Canyon: A Permanent Storage Network for Polkadot | PW Exclusive Interview

This is an original article in Chinese by and from PolkaWorld.

The vision of Web3.0 is to further decentralize the Internet.

A secure, reliable, low-cost, and easy-to-use decentralized storage infrastructure will undoubtedly become an indispensable part of the Web3.0 world.

In this exclusive interview, we are delighted to have Xu Liucheng with us, founder of Canyon, a project focusing on permanent storage for the Polkadot ecosystem, to talk about why we need permanent storage and how Canyon will improve the storage infrastructure for Polkadot and Web3.0.

PW: Could you tell us what Canyon is in plain terms?

Liucheng: Canyon is a permanent storage network based on Substrate. It’s a project, to a large extent, inspired by Arweave, or to put it simply, it’s the PoS version of Arweave in Polkadot.

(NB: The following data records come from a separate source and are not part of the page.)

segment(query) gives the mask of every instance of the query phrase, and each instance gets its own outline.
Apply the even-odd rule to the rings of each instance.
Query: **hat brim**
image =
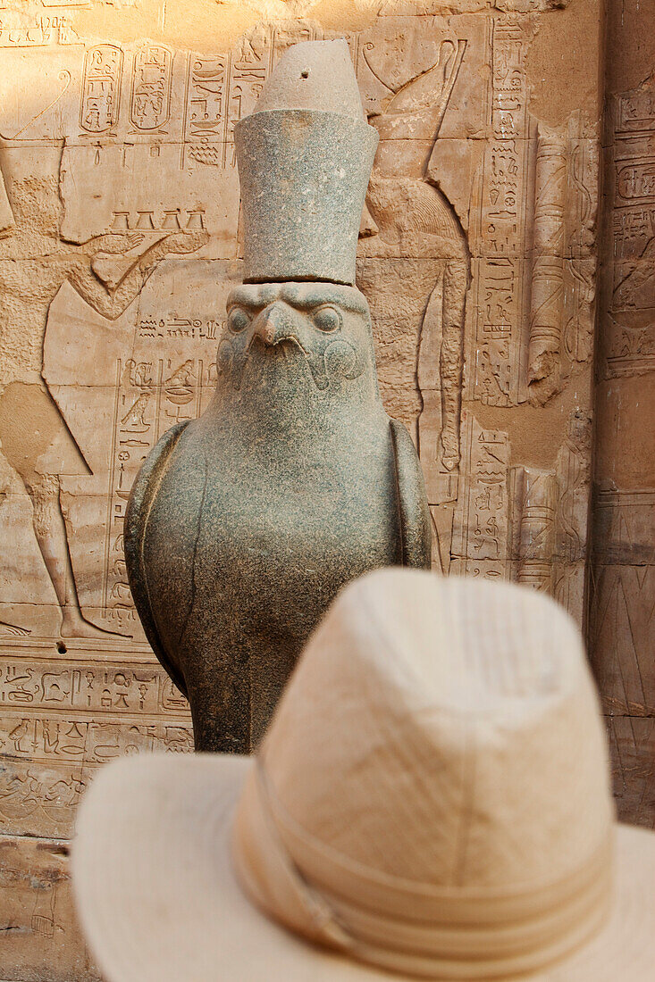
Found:
[[[390,975],[276,925],[232,869],[249,757],[144,755],[104,768],[72,853],[78,913],[106,982],[384,982]],[[647,982],[655,971],[655,834],[617,827],[606,926],[533,982]]]

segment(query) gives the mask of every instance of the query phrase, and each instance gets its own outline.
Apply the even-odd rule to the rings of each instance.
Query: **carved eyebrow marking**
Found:
[[[266,306],[279,297],[280,289],[278,284],[267,284],[266,286],[254,286],[243,284],[230,291],[227,297],[226,307],[238,305],[256,310],[258,307]]]
[[[280,300],[288,300],[301,310],[334,304],[354,313],[368,313],[368,304],[359,290],[337,284],[317,283],[309,290],[305,286],[299,288],[298,284],[287,285]]]

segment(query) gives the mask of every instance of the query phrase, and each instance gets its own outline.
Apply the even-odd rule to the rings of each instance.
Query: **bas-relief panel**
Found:
[[[589,641],[608,718],[620,817],[655,827],[652,83],[613,97],[607,144]]]
[[[101,763],[192,749],[186,704],[135,616],[125,506],[158,436],[215,384],[240,276],[234,124],[284,47],[332,36],[297,21],[213,55],[89,43],[68,6],[0,25],[12,261],[33,254],[22,189],[52,160],[59,208],[37,249],[57,263],[27,406],[0,364],[0,400],[28,429],[30,412],[56,419],[18,450],[3,436],[0,457],[0,526],[16,544],[0,571],[0,816],[44,840],[70,835]],[[496,12],[384,16],[346,33],[381,136],[358,282],[387,408],[419,446],[435,567],[529,583],[581,620],[597,142],[582,114],[558,131],[530,115],[537,29]],[[559,399],[556,452],[518,459],[524,408]]]

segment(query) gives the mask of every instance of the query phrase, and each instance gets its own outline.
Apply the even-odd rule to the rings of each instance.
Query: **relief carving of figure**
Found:
[[[398,326],[411,332],[415,345],[422,400],[417,436],[431,504],[455,496],[446,489],[450,486],[447,475],[456,472],[460,460],[470,255],[459,219],[431,170],[431,158],[465,44],[443,40],[431,67],[409,81],[402,81],[401,66],[392,61],[390,68],[378,66],[365,51],[371,71],[388,89],[388,96],[382,111],[371,118],[380,146],[366,198],[360,255],[393,258],[387,275],[402,280],[401,288],[394,284],[389,292],[403,297],[396,318],[403,322]],[[436,446],[426,445],[429,429],[437,431]],[[441,482],[438,477],[431,480],[431,474],[440,471]]]

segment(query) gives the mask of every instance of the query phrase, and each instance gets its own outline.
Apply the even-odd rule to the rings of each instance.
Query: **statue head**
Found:
[[[328,396],[377,396],[366,299],[336,283],[245,283],[227,299],[217,366],[224,385],[244,392],[266,387],[269,396],[265,383],[276,373],[291,384],[311,379]]]

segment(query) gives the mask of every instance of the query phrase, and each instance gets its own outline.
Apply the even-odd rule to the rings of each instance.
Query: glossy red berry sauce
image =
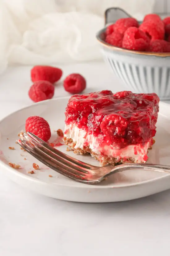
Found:
[[[76,95],[69,100],[65,122],[75,124],[117,148],[143,145],[155,135],[159,101],[155,93],[126,91]]]

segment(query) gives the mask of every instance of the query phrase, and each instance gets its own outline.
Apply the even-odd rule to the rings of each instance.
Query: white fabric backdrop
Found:
[[[119,6],[140,17],[154,0],[0,0],[1,71],[10,64],[45,64],[101,58],[95,37],[103,14]],[[139,10],[140,10],[139,12]]]

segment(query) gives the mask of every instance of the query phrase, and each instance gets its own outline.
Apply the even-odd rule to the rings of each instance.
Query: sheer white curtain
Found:
[[[1,70],[14,63],[52,64],[100,59],[95,35],[109,7],[137,18],[154,0],[0,0]]]

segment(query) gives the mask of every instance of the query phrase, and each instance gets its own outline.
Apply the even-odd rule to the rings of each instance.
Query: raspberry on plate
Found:
[[[119,19],[115,23],[114,31],[119,32],[124,34],[126,30],[131,27],[139,26],[138,21],[133,18],[125,18]]]
[[[149,46],[149,38],[144,32],[138,28],[132,27],[125,33],[122,46],[129,50],[145,51]]]
[[[151,41],[148,51],[155,52],[168,52],[169,50],[169,44],[165,40],[153,40]]]
[[[33,82],[43,80],[54,83],[60,79],[62,74],[61,69],[50,66],[35,66],[31,71]]]
[[[25,122],[25,130],[36,135],[46,142],[51,137],[51,130],[48,123],[39,116],[28,117]]]
[[[113,33],[114,31],[114,24],[112,24],[107,27],[106,29],[106,35],[110,35]]]
[[[28,92],[30,99],[38,102],[51,99],[54,93],[53,85],[48,81],[37,81],[31,87]]]
[[[170,23],[165,26],[165,31],[166,35],[169,36],[170,35]]]
[[[123,37],[122,34],[115,31],[106,36],[105,42],[114,46],[121,47]]]
[[[165,24],[165,25],[170,24],[170,17],[167,17],[163,20],[163,21]]]
[[[86,88],[85,79],[79,74],[71,74],[64,80],[63,85],[66,92],[73,94],[79,93]]]
[[[161,22],[155,24],[154,22],[146,21],[141,24],[139,29],[145,32],[152,40],[164,39],[165,29]]]
[[[63,140],[101,165],[144,163],[156,133],[159,101],[155,93],[130,91],[74,95],[66,109]]]

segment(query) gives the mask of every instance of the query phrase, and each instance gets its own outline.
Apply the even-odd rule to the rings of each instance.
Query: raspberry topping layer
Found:
[[[117,149],[142,145],[155,135],[159,101],[155,93],[126,91],[75,95],[69,100],[65,122],[67,125],[76,125],[105,145]]]

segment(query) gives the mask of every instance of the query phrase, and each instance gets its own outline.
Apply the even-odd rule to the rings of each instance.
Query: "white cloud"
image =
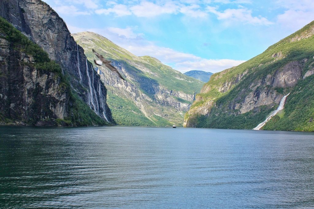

By combining the PoA (Proof of Access) consensus with PoS, Canyon greatly lowers the entry for storage miners and incentivizes them to store as much data as possible to win more rewards. It also makes strides in data durability and data redundancy in its storage system through innovation and improvement while enjoying advantages brought by the iteration of blockchain technology. Our fundamental vision is to serve as a practical and sustainable storage infrastructure in the Web3.0 era.

PW: Why would you want to build a permanent storage network?

Liucheng: This question can be answered from two perspectives. Why did I choose storage? And why did I choose permanent storage?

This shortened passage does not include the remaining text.